I was bringing up a new laptop last weekend and noticed a message in the boot log that no hardware RNG was found which I thought was odd. I don't seem to have a /dev/hwrng either. I wonder if I configured something incorrectly.

LCE: Don't play dice with random numbers

Posted Nov 23, 2012 9:38 UTC (Fri) by etienne (subscriber, #25256) [Link]

It is probably possible to make a security software believe the assembly instruction to get a random value is present in the processor, but in fact it will trap and a trojan will give you a fully predictable value which only looks random.

LCE: Don't play dice with random numbers

Posted Nov 23, 2012 20:03 UTC (Fri) by nix (subscriber, #2304) [Link]

I suspect you'd need root and/or kernel mode or virtualization to set up such a trap, upon which all bets are off anyway (it could just e.g. ptrace() the process and replace the rdrand with a straight mov or call to attacker-controlled code).

LCE: Don't play dice with random numbers

Posted Nov 23, 2012 20:35 UTC (Fri) by bjencks (subscriber, #80303) [Link]

It's a non-privileged instruction, so it doesn't need any kernel mediation through /dev/hwrng.

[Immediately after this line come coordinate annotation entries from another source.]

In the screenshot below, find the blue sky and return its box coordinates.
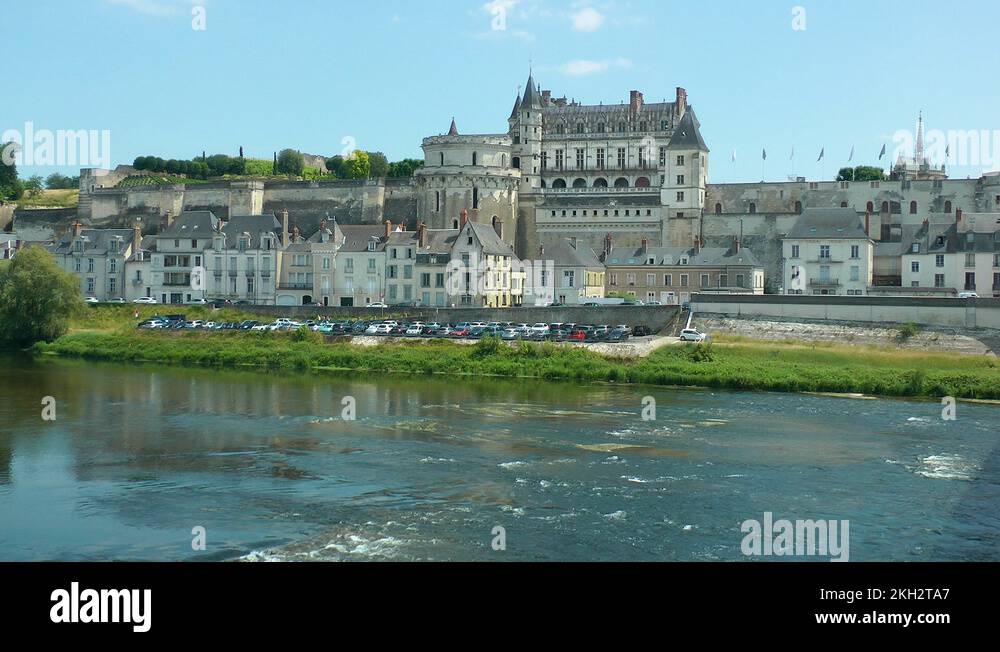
[7,0,1000,182]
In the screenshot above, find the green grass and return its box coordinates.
[17,189,80,208]
[36,328,1000,399]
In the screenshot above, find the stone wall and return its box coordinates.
[241,306,680,331]
[691,294,1000,330]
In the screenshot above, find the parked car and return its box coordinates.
[681,328,708,342]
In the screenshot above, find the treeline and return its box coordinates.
[132,149,424,179]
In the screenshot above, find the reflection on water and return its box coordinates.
[0,358,1000,561]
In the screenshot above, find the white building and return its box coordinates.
[782,208,875,296]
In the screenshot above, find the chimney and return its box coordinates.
[674,86,687,118]
[628,91,643,117]
[132,218,142,252]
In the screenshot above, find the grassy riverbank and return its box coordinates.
[35,330,1000,399]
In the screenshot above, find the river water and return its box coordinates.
[0,357,1000,561]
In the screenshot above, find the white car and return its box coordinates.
[681,328,708,342]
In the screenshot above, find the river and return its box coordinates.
[0,356,1000,561]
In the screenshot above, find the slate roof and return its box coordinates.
[539,238,604,269]
[222,214,281,249]
[160,211,219,238]
[668,106,709,152]
[607,247,761,267]
[785,208,869,240]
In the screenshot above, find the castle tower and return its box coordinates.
[660,97,709,247]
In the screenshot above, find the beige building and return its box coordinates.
[604,237,764,305]
[782,208,875,296]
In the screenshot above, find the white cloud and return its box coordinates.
[558,58,632,77]
[570,7,607,32]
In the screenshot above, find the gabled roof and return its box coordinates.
[50,229,135,255]
[340,224,385,253]
[508,95,521,120]
[160,211,219,238]
[222,214,281,249]
[521,73,542,109]
[538,238,604,269]
[786,208,871,240]
[468,222,514,256]
[668,107,709,152]
[607,247,761,267]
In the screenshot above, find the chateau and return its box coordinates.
[17,75,1000,304]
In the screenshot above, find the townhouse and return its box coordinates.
[604,237,764,305]
[782,208,875,296]
[47,220,142,301]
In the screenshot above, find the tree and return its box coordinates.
[368,152,389,179]
[0,143,24,199]
[0,247,83,346]
[837,165,886,182]
[389,158,424,179]
[24,174,45,198]
[341,149,372,179]
[274,149,306,177]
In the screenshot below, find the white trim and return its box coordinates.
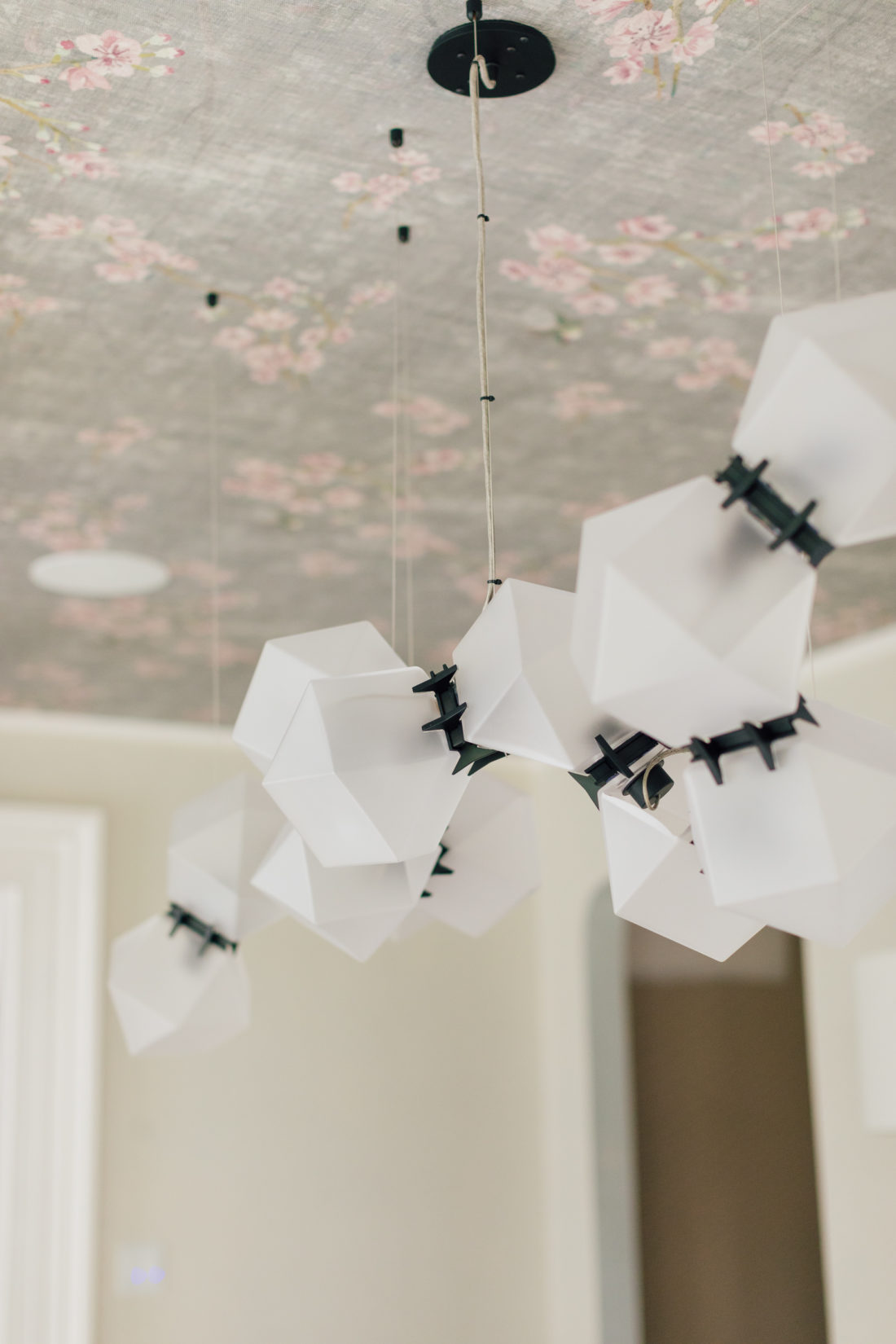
[0,805,105,1344]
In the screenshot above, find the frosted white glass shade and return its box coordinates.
[571,476,815,746]
[856,947,896,1135]
[253,827,439,925]
[397,771,542,938]
[733,290,896,546]
[453,579,619,770]
[234,621,404,773]
[265,668,468,868]
[168,774,283,942]
[683,701,896,947]
[296,910,407,961]
[109,916,250,1055]
[600,762,762,961]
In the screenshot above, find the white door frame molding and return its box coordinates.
[0,805,105,1344]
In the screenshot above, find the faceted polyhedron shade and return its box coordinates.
[685,701,896,947]
[397,773,542,938]
[573,476,815,746]
[296,910,408,961]
[234,621,404,773]
[453,579,619,770]
[265,668,468,868]
[109,916,250,1055]
[600,762,762,961]
[733,290,896,546]
[168,774,283,942]
[253,827,439,925]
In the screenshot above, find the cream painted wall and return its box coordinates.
[0,711,603,1344]
[803,629,896,1344]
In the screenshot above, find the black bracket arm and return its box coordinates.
[716,455,834,567]
[414,664,507,775]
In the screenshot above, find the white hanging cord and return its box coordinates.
[756,0,784,313]
[641,747,691,812]
[470,19,501,606]
[205,294,220,724]
[399,298,414,666]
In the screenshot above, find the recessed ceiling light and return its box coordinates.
[29,551,170,597]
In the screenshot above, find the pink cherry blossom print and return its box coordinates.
[617,215,676,244]
[59,149,118,182]
[623,275,679,308]
[246,308,298,332]
[598,244,652,266]
[56,62,112,93]
[262,275,298,302]
[603,56,643,83]
[29,215,85,238]
[604,10,679,56]
[672,19,718,66]
[569,289,619,317]
[526,225,591,257]
[75,29,143,79]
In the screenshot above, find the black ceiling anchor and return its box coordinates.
[414,662,507,775]
[716,455,834,567]
[426,0,556,98]
[165,901,238,957]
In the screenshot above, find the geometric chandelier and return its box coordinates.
[110,2,896,1052]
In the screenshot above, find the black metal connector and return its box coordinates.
[414,664,507,775]
[689,695,818,784]
[569,732,672,808]
[716,455,834,567]
[166,901,238,957]
[420,840,454,901]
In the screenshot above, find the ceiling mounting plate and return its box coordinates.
[426,19,556,98]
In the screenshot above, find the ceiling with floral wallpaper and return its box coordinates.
[0,0,896,719]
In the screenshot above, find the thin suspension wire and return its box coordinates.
[399,272,414,666]
[209,341,220,723]
[756,0,784,313]
[391,234,402,648]
[827,4,842,302]
[470,19,499,606]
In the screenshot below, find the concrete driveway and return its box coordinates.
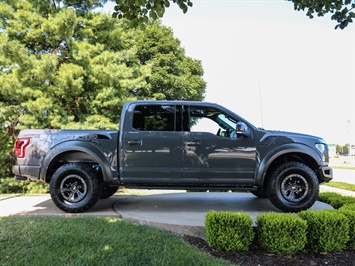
[0,192,332,238]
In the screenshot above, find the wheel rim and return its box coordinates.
[60,175,87,203]
[281,174,309,202]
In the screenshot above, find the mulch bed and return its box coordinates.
[184,236,355,266]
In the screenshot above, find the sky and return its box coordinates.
[101,0,355,145]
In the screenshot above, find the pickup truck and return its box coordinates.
[12,101,333,212]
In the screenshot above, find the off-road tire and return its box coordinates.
[268,162,319,212]
[50,163,102,213]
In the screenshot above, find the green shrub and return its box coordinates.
[298,210,350,252]
[0,178,49,194]
[257,213,307,254]
[339,203,355,211]
[205,211,254,251]
[338,210,355,249]
[318,192,355,209]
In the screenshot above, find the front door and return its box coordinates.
[120,104,183,185]
[183,105,256,184]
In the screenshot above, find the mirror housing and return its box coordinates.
[235,122,250,138]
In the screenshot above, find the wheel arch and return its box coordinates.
[256,145,321,187]
[40,141,112,183]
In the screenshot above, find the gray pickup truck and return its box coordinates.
[12,101,333,212]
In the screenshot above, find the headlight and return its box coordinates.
[315,143,329,162]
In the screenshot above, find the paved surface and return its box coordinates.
[0,192,332,238]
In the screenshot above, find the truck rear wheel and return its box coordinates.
[50,163,102,213]
[268,162,319,212]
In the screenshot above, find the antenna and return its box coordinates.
[259,81,264,128]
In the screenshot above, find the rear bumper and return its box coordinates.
[319,166,333,182]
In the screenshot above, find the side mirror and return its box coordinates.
[235,122,250,138]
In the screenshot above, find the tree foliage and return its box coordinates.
[0,0,206,177]
[112,0,192,25]
[288,0,355,29]
[112,0,355,29]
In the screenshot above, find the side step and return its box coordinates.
[15,175,27,181]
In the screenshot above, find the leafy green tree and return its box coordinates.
[112,0,355,29]
[134,22,206,100]
[288,0,355,29]
[112,0,192,25]
[0,0,206,177]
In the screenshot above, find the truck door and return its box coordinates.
[120,103,183,185]
[183,105,256,184]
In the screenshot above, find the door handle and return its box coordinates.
[186,140,201,147]
[127,139,142,146]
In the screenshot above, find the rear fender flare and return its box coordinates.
[40,141,112,182]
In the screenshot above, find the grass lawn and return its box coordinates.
[0,216,230,266]
[324,181,355,191]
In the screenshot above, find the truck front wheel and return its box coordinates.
[50,163,102,213]
[268,162,319,212]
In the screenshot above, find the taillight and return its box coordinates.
[15,138,30,158]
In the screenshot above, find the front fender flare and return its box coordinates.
[255,143,322,187]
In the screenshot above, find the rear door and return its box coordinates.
[120,104,183,184]
[183,105,256,184]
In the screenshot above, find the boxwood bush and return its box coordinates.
[257,213,307,254]
[338,208,355,249]
[318,192,355,209]
[205,211,254,251]
[0,177,49,194]
[298,210,350,252]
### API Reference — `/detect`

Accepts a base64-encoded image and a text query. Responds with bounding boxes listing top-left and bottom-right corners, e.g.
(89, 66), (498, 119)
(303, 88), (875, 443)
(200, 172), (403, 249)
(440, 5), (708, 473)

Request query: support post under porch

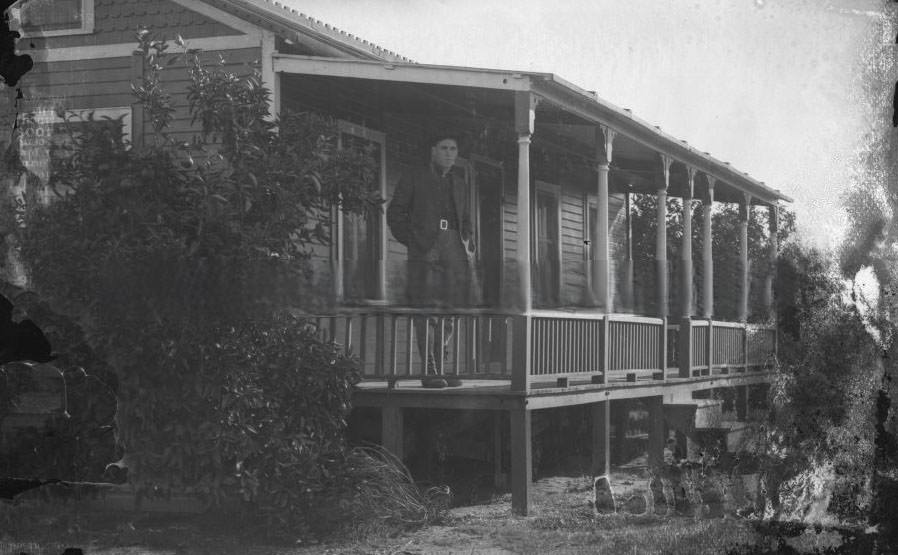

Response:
(380, 406), (405, 461)
(590, 401), (611, 476)
(508, 406), (533, 516)
(645, 395), (667, 468)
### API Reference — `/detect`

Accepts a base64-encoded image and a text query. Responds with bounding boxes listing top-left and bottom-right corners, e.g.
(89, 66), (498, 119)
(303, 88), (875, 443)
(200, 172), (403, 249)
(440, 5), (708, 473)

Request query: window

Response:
(13, 0), (94, 37)
(19, 107), (131, 192)
(471, 155), (505, 306)
(533, 181), (561, 306)
(332, 121), (387, 301)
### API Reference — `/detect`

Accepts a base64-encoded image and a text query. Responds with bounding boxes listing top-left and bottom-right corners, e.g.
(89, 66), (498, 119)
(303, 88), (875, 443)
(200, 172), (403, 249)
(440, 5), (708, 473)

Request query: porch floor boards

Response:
(354, 370), (772, 410)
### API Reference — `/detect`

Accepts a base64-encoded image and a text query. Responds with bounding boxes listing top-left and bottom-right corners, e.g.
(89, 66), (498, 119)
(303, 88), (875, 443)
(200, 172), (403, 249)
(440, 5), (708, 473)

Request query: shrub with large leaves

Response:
(19, 31), (380, 520)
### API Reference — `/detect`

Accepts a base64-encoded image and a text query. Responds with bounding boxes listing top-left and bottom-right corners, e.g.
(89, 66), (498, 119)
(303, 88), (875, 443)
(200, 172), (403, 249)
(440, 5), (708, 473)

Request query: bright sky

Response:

Applications can, if they want, use it directly. For example, OpenSSL has a random engine you can call with "openssl rand -engine rdrand <bits>" that just calls rdrand and returns the bits.

However, most applications get their entropy from /dev/[u]random, so for them to benefit you need to feed the kernel pools from it. Modern rngd does this by calling the instruction directly in user-mode and then pushing the entropy to the kernel. Additionally, as described in the article, if you have a 3.6+ kernel with "Architectural RNG" enabled, it xors rdrand output with all random and urandom reads.

You can check if rdrand is available with "grep rdrand /proc/cpuinfo".

LCE: Don't play dice with random numbers

Posted Nov 24, 2012 6:05 UTC (Sat) by dirtyepic (subscriber, #30178) [Link]

Thanks for the info. With 3.6 it seems to be working.
# rngd -v
Available entropy sources:
DRNG
TPM

LCE: Don't play dice with random numbers

Posted Nov 25, 2012 16:59 UTC (Sun) by gmaxwell (subscriber, #30048) [Link]

I'm surprised to not see any discussion of the randomness famine many Linux kernel powered systems are suffering from:

The kernel entropy pool is quite small (4kbits). It used to be possible to resize it without rebuilding the kernel and rebooting but the resize api had an exploitable vulnerablity so it was removed. Concurrently, concerns about the quality of the random data from most drivers resulted in their contributions from the pool being removed.

So on many non-desktop systems you ~only get the 100hz timer input and can't even stock up much randomness. With things like apache and ssh reading /dev/random by default this results in a lot of mysterious slowness for things like SSH logins.

I'm surprised that I haven't to be much interest or discussion in doing anything about this outside of virtualization (which has it only slightly worse than many systems).

Of course, it's usually not hard to replace random with urandom but for systems that do sometimes generate long term keys thats a bit less than ideal.

LCE: Don't play dice with random numbers

Posted Nov 25, 2012 17:15 UTC (Sun) by gmaxwell (subscriber, #30048) [Link]

er. I should have also mentioned that most rng daemons— HAVEGE being the most obvious exception— fill far too infrequently to actually keep the tiny pool non-dry on many systems.

LCE: Don't play dice with random numbers

Posted Nov 26, 2012 22:19 UTC (Mon) by BenHutchings (subscriber, #37955) [Link]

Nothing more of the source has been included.